Costas cita a los propietarios del hotel Miramar de Castro para su demolición

La hotel Miramar deberá ser derribado para dar cumplimiento a una sentencia judicial. / Abel Verano
Castri Urdiales

Deberán presentarse en el Ayuntamiento de Castro Urdiales para firmar el levantamiento de actas previas a la demolición del edificio

I.BAJO/E.P:Castro Urdiales

La Demarcación de Costas en Cantabria ha citado a los propietarios del hotel Miramar de Castro Urdiales para que acudan el 13 de noviembre al Ayuntamiento de este municipio a firmar el levantamiento de actas previas a la demolición del edificio, sobre el que pesa una expropiación forzosa.

El inmueble se enfrenta a un proyecto de demolición por caducar la concesión que tenía al estar enclavado en dominio marítimo-terrestre. La Audiencia Nacional ratificó en 2013 el proyecto de demolición del hotel Miramar aprobado en el año 2010.

El anuncio de la citación se dio a conocer ayer, lunes, con su publicación en el Boletín Oficial del Estado (BOE). En el mismo, se señala que el Consejo de Ministros celebrado el pasado 29 de septiembre declaró la utilidad pública, a los efectos de su expropiación, y la urgente ocupación de los bienes y derechos afectados para ejecutar la demolición del antiguo hotel ubicado en la playa de Brazomar.

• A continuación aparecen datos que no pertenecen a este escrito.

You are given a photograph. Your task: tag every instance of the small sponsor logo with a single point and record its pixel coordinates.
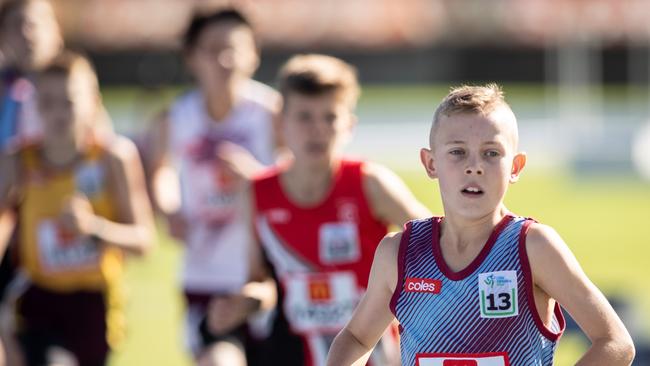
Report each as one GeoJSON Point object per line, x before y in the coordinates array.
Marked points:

Asimismo, el anuncio del BOE señala que una vez visto el artículo 98 de la Ley de Expropiación y una vez cumplidos los trámites establecidos, la Jefatura de la Demarcación de Costas en Cantabria declara ahora la necesidad de ocupación. Por ello, se convoca a los interesados de los bienes y derechos afectados, consistente en la totalidad de la finca, para que comparezcan en el Ayuntamiento de Castro Urdiales el 13 de noviembre, a las 13.00 horas, con el fin de proceder al levantamiento del acta previa a la ocupación.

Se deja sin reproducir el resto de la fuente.